Now, there is a joint distribution over outcome and label.  Associated with it, we have densities for outcome and label alone, as well as conditional densities for each given the other.

Now consider these two scenarios:
  • Scenario 1: The label is drawn first, and then the outcome is drawn from the conditional distribution (conditional on the label that was already drawn).
  • Scenario 2: Life outcome is drawn first, and then the label is drawn conditional on the outcome.  
Mathematically, of course, the end product is the same in either case, namely (outcome, label) pairs drawn from the joint distribution.  (Or, if we are label-blind, we just see a bunch of people drawn from the same outcome distribution in each case).  But to most people, I think scenario 1 seems potentially much less fair than scenario 2.  Why?

Because fairness depends on what you condition on. In the first scenario it seems sensible to condition on the label, and say: The label shouldn't matter, so the distribution of outcomes conditional on the label should be the same for different labels. But in the second scenario, everyone draws from the same distribution of outcomes, and afterward there is an irrelevant draw from a label distribution. (In this world, people don't care about the label per se, so once their outcome is drawn, nothing else matters).

But here's the kicker.  Should the scenario we're in really make any difference to fairness?  Do we really want our notions of fairness to depend on things like the order events actually unfold?  If the outcome is what matters, and the outcome is the same in each scenario, what does it matter how we got there?
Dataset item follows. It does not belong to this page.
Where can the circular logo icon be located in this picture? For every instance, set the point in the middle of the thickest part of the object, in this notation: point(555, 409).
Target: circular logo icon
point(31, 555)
Personally, I don't want to care about anything I don't care about!  I care about the pool of realized outcomes, not labels, and to be label-blind means to have no preference over how labels are split among those realizations.  I don't want to get sucked into finding differences between scenarios 1 and 2; I want my notion of fairness to be robust to the order of irrelevant events such as the assignment of irrelevant labels.

Is it unfair to women that there aren't so many good athletic career opportunities?  As a point of fairness, how do they compare to the 99.99% of men who just aren't good enough at sports?  Is there a difference between a woman who can't be an NBA all-star because she's drawing from a distribution that doesn't have support over the upper tail of the rankings, versus a man who can't be an NBA all-star because he happens to just not be awesome at basketball?

Tell me, what do you think?  Is there a coherent way to argue that labels should and shouldn't matter at the same time?

[Discrimination, by the way, is orthogonal to this post.  To the extent that unequal outcomes across groups is evidence of discrimination, you might be upset indeed, the above notwithstanding!  But even putting discrimination aside, many people will still observe the unfairness of inequality across groups.  Is there something else going on here?]